日本では、塩を使った食品の保存を古くからおこなっていました。
塩で食品の保存ができる理由は、塩の主成分である塩化ナトリウムに浸透・脱水作用があるからです。
食品に含まれる水分は、2種類に分けられます。
1つはたんぱく質などの食品成分と結合しており、切り離すことができない「結合水」で、もう1つが食品中を自由に動き回れる「自由水」です。
自由水は、食中毒の原因となる微生物が利用できる水で食品中に自由水が多ければ多いほど腐敗速度が早まります。
塩化ナトリウムには、食品中の自由水を引き出す作用があり、これが食品の保存に役立ちます。
塩の脱水作用のメカニズム
食品に塩をかけると水分(自由水)が出るのは、食品と塩との浸透圧差により起こる現象です。
?浸透圧とは?
濃度の異なる2種類の液体を隣り合わせに置くと、互いに同じ濃度になろうとすること。同じ濃度になろうとする力を浸透圧と言います。
野菜の塩漬けを例に挙げて、浸透圧と脱水作用のメカニズムをみてみましょう。
浸透圧と脱水作用のメカニズム
- 野菜に塩をまぶす
- 浸透圧により野菜の細胞内から水が出る
- 野菜の細胞内に塩が染み込む
- 野菜の細胞が原形質分離を起こす
- 野菜の細胞内の「自由水」がなくなり微生物が増殖できなくなる
?原形質分離とは?
原形質分離とは、細胞内の水分が外に排出されることにより、細胞内の原形質と呼ばれる部分が収縮し、細胞壁から離れる現象のことです。
食品を腐敗させる原因となる微生物は、食品に含まれるたんぱく質などの栄養と水(自由水)を使って増殖します。
しかし、塩漬けにすると微生物が利用できる水分の割合が少なくなります。
その結果、微生物が生存できず食品の保存性が高まるのです。
一方で、塩分を気にして塩の量を少なくしてしまうと、食品の細胞内に水分が残ってしまうため、塩漬けにしても腐敗が進んでしまいます。
食品の保存性を高めるのに必要な塩分濃度
塩で食品の保存性を高めるために必要な塩分濃度は、食品によって異なります。
身近な調味料や保存食の塩分濃度は次の通りです。
- 味噌…13%
- 醤油…14%
- 梅干し…22%
これらの結果から、食品の防腐効果を高めるには約15%の塩分濃度が必要であると言えるでしょう。
塩分控え目の塩漬けは冷蔵保存必須
腐敗を促す多くの微生物は、食品中の塩分濃度が5~10%になると増殖できなくなります。

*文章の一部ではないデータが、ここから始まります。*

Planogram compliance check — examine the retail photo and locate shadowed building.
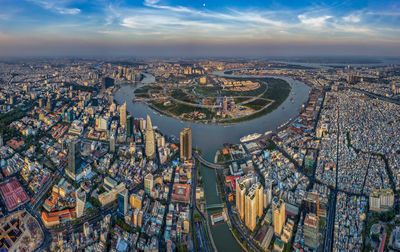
[65,139,81,180]
[145,115,156,159]
[180,128,192,160]
[119,102,126,128]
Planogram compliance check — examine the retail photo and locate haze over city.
[0,0,400,252]
[0,0,400,57]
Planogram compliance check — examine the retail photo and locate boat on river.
[240,133,261,143]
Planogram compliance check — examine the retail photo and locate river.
[114,72,310,252]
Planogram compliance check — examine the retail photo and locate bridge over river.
[193,151,226,169]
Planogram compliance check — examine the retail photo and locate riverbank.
[114,71,310,252]
[134,78,292,126]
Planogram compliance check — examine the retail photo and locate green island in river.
[134,77,291,124]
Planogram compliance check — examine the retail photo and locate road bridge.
[193,152,225,169]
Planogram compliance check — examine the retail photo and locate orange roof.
[42,212,60,222]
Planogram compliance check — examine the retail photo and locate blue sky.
[0,0,400,56]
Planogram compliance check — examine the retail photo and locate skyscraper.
[236,174,257,220]
[126,115,134,137]
[180,128,192,160]
[272,197,286,236]
[75,188,86,218]
[46,96,51,111]
[110,135,115,152]
[222,96,228,113]
[145,115,156,159]
[144,173,153,194]
[245,182,264,231]
[236,174,264,227]
[118,189,128,216]
[65,139,81,180]
[119,102,126,128]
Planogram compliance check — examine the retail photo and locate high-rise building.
[145,115,156,159]
[272,197,286,236]
[236,174,257,221]
[236,174,264,231]
[180,128,192,160]
[245,182,264,231]
[264,179,273,208]
[222,96,228,112]
[75,188,86,218]
[46,96,52,111]
[118,189,128,216]
[101,77,114,89]
[65,139,81,180]
[110,135,115,152]
[130,190,144,209]
[126,115,134,137]
[304,213,319,249]
[119,102,126,128]
[144,173,153,194]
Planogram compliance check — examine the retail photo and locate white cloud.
[30,0,81,15]
[343,14,361,23]
[297,14,332,27]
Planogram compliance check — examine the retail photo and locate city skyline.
[0,0,400,57]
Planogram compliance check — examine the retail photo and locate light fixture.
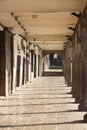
[10,12,27,35]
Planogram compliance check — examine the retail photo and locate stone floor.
[0,77,87,130]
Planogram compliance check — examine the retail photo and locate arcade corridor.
[0,0,87,130]
[0,76,87,130]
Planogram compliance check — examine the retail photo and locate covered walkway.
[0,76,87,130]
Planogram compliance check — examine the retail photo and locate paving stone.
[0,76,87,130]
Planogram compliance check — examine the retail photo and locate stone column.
[79,55,87,110]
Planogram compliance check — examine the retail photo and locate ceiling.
[0,0,86,50]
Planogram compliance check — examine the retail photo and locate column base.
[78,103,87,111]
[84,114,87,123]
[75,97,80,103]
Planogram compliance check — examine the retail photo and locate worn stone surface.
[0,77,87,130]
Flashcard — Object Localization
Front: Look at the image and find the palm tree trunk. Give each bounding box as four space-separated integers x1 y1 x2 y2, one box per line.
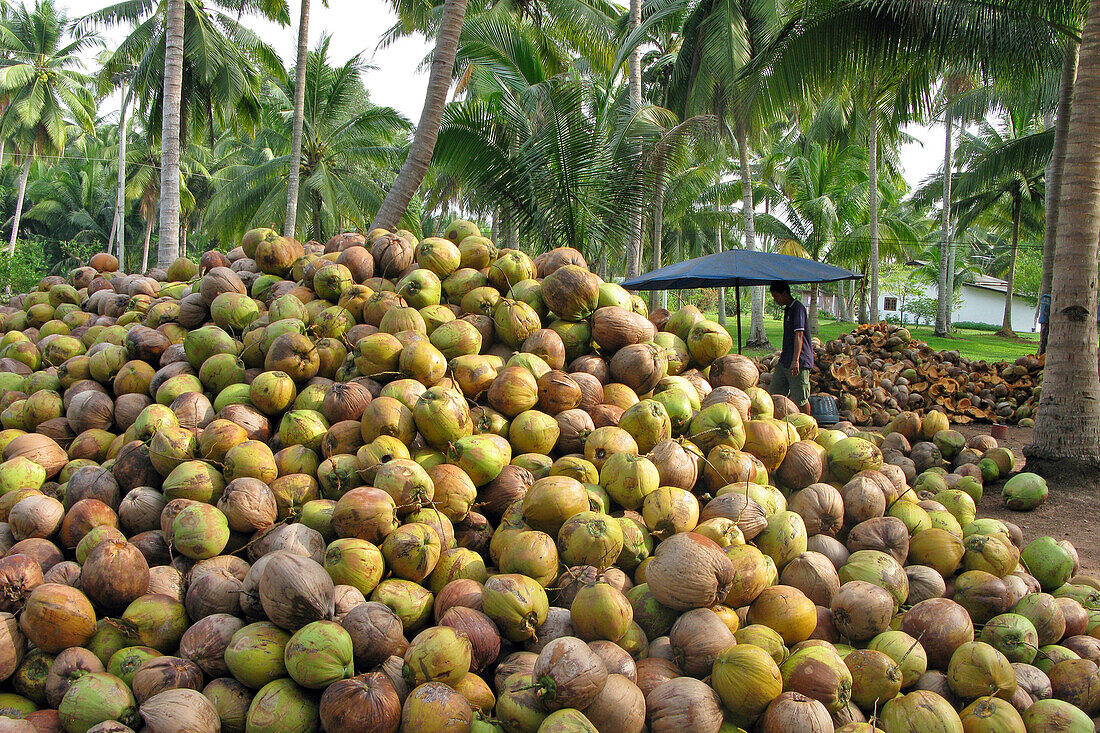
4 155 33 278
934 113 955 336
998 193 1023 337
371 0 466 229
1038 41 1078 353
737 122 771 348
156 0 186 267
141 215 153 274
626 0 645 277
649 176 668 310
867 110 879 324
1024 3 1100 470
859 267 867 324
283 0 309 237
107 89 132 272
806 283 818 334
714 197 726 326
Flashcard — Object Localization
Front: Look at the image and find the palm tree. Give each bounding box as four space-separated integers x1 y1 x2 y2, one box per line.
954 113 1054 337
207 36 409 241
760 0 1084 331
1038 40 1078 353
283 0 309 237
0 0 95 272
24 129 113 244
638 108 725 308
1024 4 1100 462
125 129 198 273
371 0 466 230
84 0 289 267
156 0 186 267
639 0 788 347
436 67 656 269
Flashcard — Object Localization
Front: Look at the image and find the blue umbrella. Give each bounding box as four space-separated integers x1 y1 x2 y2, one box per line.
623 250 862 353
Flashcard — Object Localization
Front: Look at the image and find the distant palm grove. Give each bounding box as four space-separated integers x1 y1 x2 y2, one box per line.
0 0 1100 450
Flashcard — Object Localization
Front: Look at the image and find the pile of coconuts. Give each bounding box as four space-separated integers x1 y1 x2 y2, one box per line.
0 221 1100 733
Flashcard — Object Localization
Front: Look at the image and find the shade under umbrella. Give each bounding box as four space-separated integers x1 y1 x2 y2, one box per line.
623 250 862 353
623 250 862 291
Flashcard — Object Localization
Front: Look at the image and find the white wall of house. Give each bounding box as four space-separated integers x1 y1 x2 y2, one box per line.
879 284 1037 332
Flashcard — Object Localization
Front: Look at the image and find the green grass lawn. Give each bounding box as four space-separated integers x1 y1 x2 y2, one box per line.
710 314 1038 361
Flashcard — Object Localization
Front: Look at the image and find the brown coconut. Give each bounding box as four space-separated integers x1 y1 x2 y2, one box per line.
646 532 734 611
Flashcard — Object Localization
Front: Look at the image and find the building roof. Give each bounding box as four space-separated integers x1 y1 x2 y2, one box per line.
963 274 1035 300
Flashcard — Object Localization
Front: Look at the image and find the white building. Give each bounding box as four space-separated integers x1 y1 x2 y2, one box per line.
801 275 1038 333
879 275 1038 333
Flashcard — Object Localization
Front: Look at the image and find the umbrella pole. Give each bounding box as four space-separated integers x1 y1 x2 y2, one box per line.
734 285 741 353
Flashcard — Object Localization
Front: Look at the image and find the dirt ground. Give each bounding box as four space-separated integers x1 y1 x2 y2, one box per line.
952 425 1100 576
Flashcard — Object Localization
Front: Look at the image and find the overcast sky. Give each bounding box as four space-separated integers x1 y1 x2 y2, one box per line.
58 0 944 186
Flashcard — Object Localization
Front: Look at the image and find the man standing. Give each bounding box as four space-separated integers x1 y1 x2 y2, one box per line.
769 280 814 415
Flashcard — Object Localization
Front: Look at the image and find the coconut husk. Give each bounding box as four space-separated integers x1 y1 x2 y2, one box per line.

しかしながら、塩分濃度10%未満の塩分控え目の食品は、腐敗菌を完全に抑えることができません。
常温で保存してしまうと、腐敗菌が増殖してしまう恐れがあります。
塩分濃度10%未満の食品は、冷蔵保存が必要なので覚えておきましょう。
食品にもよりますが、常温で塩漬けの食品を保存したいのであれば、塩分濃度を15%以上にする必要があります。
塩と砂糖の比較
砂糖も私たちの生活に欠かせない調味料の1つです。
砂糖も塩と同じく、食品中の水分を引き出す脱水作用があり、微生物の増殖を防ぎます。
同じ作用と効果を持つ砂糖と塩ですが、次の3つが大きく異なります。
- 分子の大きさ
- 浸透にかかる時間
- 防腐に必要な濃度
それでは1つずつ詳しく見ていきましょう。
分子の大きさ
砂糖(ショ糖)の分子は、塩(塩化ナトリウム・塩化物イオン)の分子と比べて6倍もの大きさがあります。
- 塩化ナトリウムの分子量…58.5g/mol
- ショ糖の分子量…342g/mol
同じ量の砂糖と塩を用意すると、塩の方がより多くの分子量を持つことになります。
浸透にかかる時間
塩は分子が小さいため、同じ添加量では砂糖よりも食材の細胞内に移動する作用が強くなり、短時間で浸透します。
防腐に必要な濃度
食品の防腐に必要な塩分濃度は15.6%以上です。一方、砂糖では58.4%以上にもなります。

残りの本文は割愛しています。